Starbucks Corporation's shares ended the week on a positive note, closing Friday at $103.04, up 0.74%, before settling at $102.62 in after-hours trading. The stock is now trading approximately 5% below its 52-week high of $108.88, reflecting growing investor confidence in the company's turnaround strategy under CEO Brian Niccol.
The recent price action marks a significant shift from earlier this year when Starbucks was viewed as a struggling turnaround story. The stock has gained momentum following the company's fiscal second-quarter results, which showed global comparable store sales growth of 6.2%, including 7.1% in North America and the U.S. Revenue rose 9% to $9.5 billion, while GAAP EPS came in at $0.45 and non-GAAP EPS at $0.50.

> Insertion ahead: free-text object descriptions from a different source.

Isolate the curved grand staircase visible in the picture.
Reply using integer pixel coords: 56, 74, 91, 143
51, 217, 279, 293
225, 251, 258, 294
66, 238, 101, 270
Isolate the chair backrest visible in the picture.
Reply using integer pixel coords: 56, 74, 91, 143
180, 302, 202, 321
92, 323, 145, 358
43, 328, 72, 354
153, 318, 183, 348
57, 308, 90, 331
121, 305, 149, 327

Management raised fiscal 2026 guidance after Q2, projecting adjusted EPS of $2.25 to $2.45 and annual global same-store sales growth of about 5% or more. This optimistic outlook has helped sustain the stock's upward trajectory, but it also raises the stakes for the upcoming fiscal third-quarter results.
The bull case for Starbucks hinges on continued transaction growth and successful execution of the "Back to Starbucks" plan. However, the company faces headwinds from rising labor costs, coffee price inflation, and tariff pressures. North America operating margin fell to 9.9% from 11.6% in Q2, a decline of 170 basis points, primarily due to labor investments and product mix changes.
Analyst sentiment remains cautiously optimistic. Out of 28 analysts tracked over the past three months, 17 rate the stock as a buy, 10 as a hold, and one as a sell. The average 12-month price target is $110.88, implying about 7.6% upside from Friday's close. However, with a trailing P/E ratio of 78.64, the stock is not cheap, leaving little room for disappointment.
There is also a potential catalyst on the horizon: Reuters reported that Starbucks is considering options for its Japan business, including a possible stake sale that could value the unit at 400 billion to 500 billion yen. Japan represents nearly 9% of Starbucks' global store base with 1,883 locations as of September 2025.
The next major catalyst is the fiscal third-quarter earnings report, expected in late July to early August. Investors will focus on U.S. transactions, North America operating margin, updated 2026 guidance, and any confirmed developments regarding the Japan business. The stock's ability to break through its 52-week high will depend on whether Q2's traffic growth can be sustained and translated into improved profitability.